For small data the jitted but non-parallel version outperforms the others.

x = np.array([np.array(((1.,2.,3.),(4.,5.,6.))), 
              np.array(((7., 8., 9.), (10., 11., 12.)))])

> x[0], x[1]
(array([[1., 2., 3.],
        [4., 5., 6.]]),
 array([[ 7.,  8.,  9.],
        [10., 11., 12.]]))

> %timeit msum_pnumba(x)
131 µs ± 14.4 µs per loop (mean ± std. dev. of 7 runs, 10000 loops each)

> %timeit msum_numba(x)
563 ns ± 8.35 ns per loop (mean ± std. dev. of 7 runs, 1000000 loops each)

> %timeit msum_numpy(x)
20.8 µs ± 302 ns per loop (mean ± std. dev. of 7 runs, 10000 loops each)

The results hold for a 10,000 arrays of random (2*2)s. However the gap between the parallel and straight numpy versions narrow.

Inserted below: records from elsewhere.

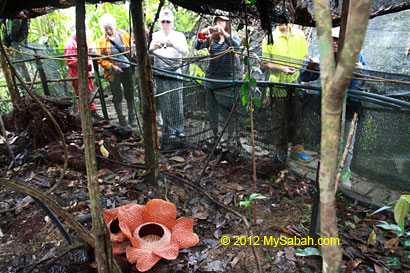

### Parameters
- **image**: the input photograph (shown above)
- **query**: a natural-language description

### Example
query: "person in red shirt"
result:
[64,22,97,117]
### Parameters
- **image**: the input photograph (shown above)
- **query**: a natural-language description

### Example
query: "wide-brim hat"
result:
[332,27,340,39]
[158,9,174,22]
[214,15,229,23]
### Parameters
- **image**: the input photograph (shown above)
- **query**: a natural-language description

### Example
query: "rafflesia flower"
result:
[104,199,199,272]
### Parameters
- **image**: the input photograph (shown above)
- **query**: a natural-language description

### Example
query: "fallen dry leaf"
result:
[169,156,185,163]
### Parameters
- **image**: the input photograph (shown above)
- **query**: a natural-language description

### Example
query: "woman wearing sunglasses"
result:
[150,9,188,141]
[194,16,240,148]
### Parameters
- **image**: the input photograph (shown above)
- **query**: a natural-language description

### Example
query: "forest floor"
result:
[0,95,410,273]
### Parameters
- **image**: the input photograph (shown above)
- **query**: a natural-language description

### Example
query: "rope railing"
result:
[4,44,410,85]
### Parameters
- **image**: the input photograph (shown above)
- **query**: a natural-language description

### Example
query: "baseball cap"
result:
[159,9,174,22]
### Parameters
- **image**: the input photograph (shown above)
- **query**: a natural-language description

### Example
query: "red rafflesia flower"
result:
[104,199,199,272]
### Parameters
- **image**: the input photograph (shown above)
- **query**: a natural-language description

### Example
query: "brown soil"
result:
[0,94,410,273]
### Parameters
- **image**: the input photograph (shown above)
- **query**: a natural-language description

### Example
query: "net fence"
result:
[3,36,410,190]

xx = [np.random.rand(2, 2) for _ in range(10000)]
xx = np.array(xx)

> xx[0:3]

array([[[0.67448821, 0.34600937],
        [0.56723079, 0.50345596]],

       [[0.03706687, 0.37920189],
        [0.99338415, 0.1772098 ]],

       [[0.28515366, 0.53257918],
        [0.84548535, 0.15695816]]])

> %timeit msum_pnumba(xx)
487 ms ± 205 ms per loop (mean ± std. dev. of 7 runs, 1 loop each)

> %timeit msum_numba(xx)
704 µs ± 3.68 µs per loop (mean ± std. dev. of 7 runs, 1000 loops each)

> %timeit msum_numpy(xx)
580 ms ± 6 ms per loop (mean ± std. dev. of 7 runs, 1 loop each)

Perhaps with very large data (e.g. 1-million arrays of (2*2)s) the parallel version could outperform the others.

1 Like

If your code can tolerate fastmath=True the reductions will likely vectorize and hopefully it’ll get a good performance improvement.

xref docs: Performance Tips — Numba 0.52.0-py3.7-linux-x86_64.egg documentation

Thanks for your insightful analysis on this problem!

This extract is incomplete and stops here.